O governador do Banco da Reserva da África do Sul (SARB), Lesetja Kganyago, defendeu que o país precisa de abandonar o receio de assumir riscos e concentrar-se no crescimento económico, em vez de prolongar debates sobre o modelo de desenvolvimento desejado, informou, nesta quarta-feira, 5 de Agosto, a Bloomberg.
Durante uma palestra pública realizada na Universidade da África do Sul, em Pretória, nesta terça-feira, o governador do Banco de Reserva da África do Sul, Lesetja Kganyago, afirmou que os sul-africanos são avessos ao risco quando se trata da economia.
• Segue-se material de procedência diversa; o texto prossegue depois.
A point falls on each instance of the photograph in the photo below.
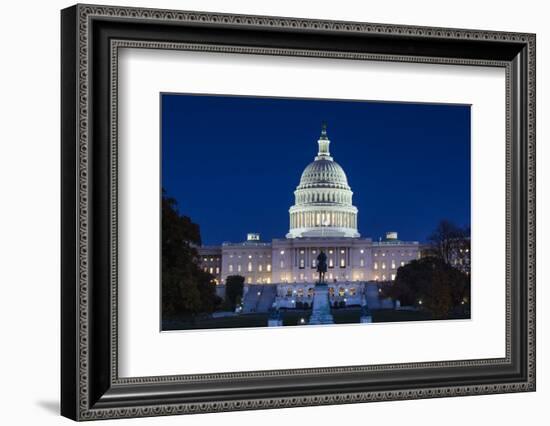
(283, 212)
“Os sul-africanos gostam de apostar, mas, quando se trata de crescimento económico, revelam-se avessos ao risco. Estaríamos muito melhor se deixássemos de apostar no desporto e começássemos a apostar no crescimento”, disse.
Kganyago reconheceu os progressos alcançados através da Operação Vulindlela, iniciativa do Gabinete do Presidente Cyril Ramaphosa destinada a remover entraves estruturais em áreas como a energia, os portos e a governação municipal. Ainda assim, considerou que os avanços têm sido lentos.
Segundo o governador, parte dessa demora resulta dos danos institucionais provocados durante a presidência de Jacob Zuma, período em que instituições públicas foram sistematicamente utilizadas para servir interesses privados.
“Isso devastou a capacidade do Governo central, praticamente destruiu as empresas públicas e continua a reflectir-se nas falhas dos municípios que vemos actualmente”, afirmou.
Kganyago defendeu que outro dos principais entraves ao crescimento é o excessivo debate sobre o modelo de desenvolvimento, em vez da adopção de políticas que permitam expandir efectivamente a economia.
Há mais de uma década que a economia da África do Sul cresce, em média, menos de 1% ao ano. “O principal desafio que devemos colocar a nós próprios, enquanto país, é saber se realmente queremos crescer. Parece uma resposta óbvia, mas não é”, afirmou.
O governador criticou ainda a tendência para qualificar constantemente o crescimento económico. “Falamos em crescimento com criação de emprego, crescimento favorável aos mais pobres, crescimento centrado no desenvolvimento ou crescimento inclusivo. Não precisamos de crescimento com adjectivos. Precisamos simplesmente de crescer”, defendeu.
Kganyago concluiu que a África do Sul terá de aceitar que o crescimento económico implica assumir riscos. “O crescimento significa experimentar soluções que envolvem riscos. Isso nem sempre é confortável, sobretudo para quem já detém poder e riqueza”, concluiu.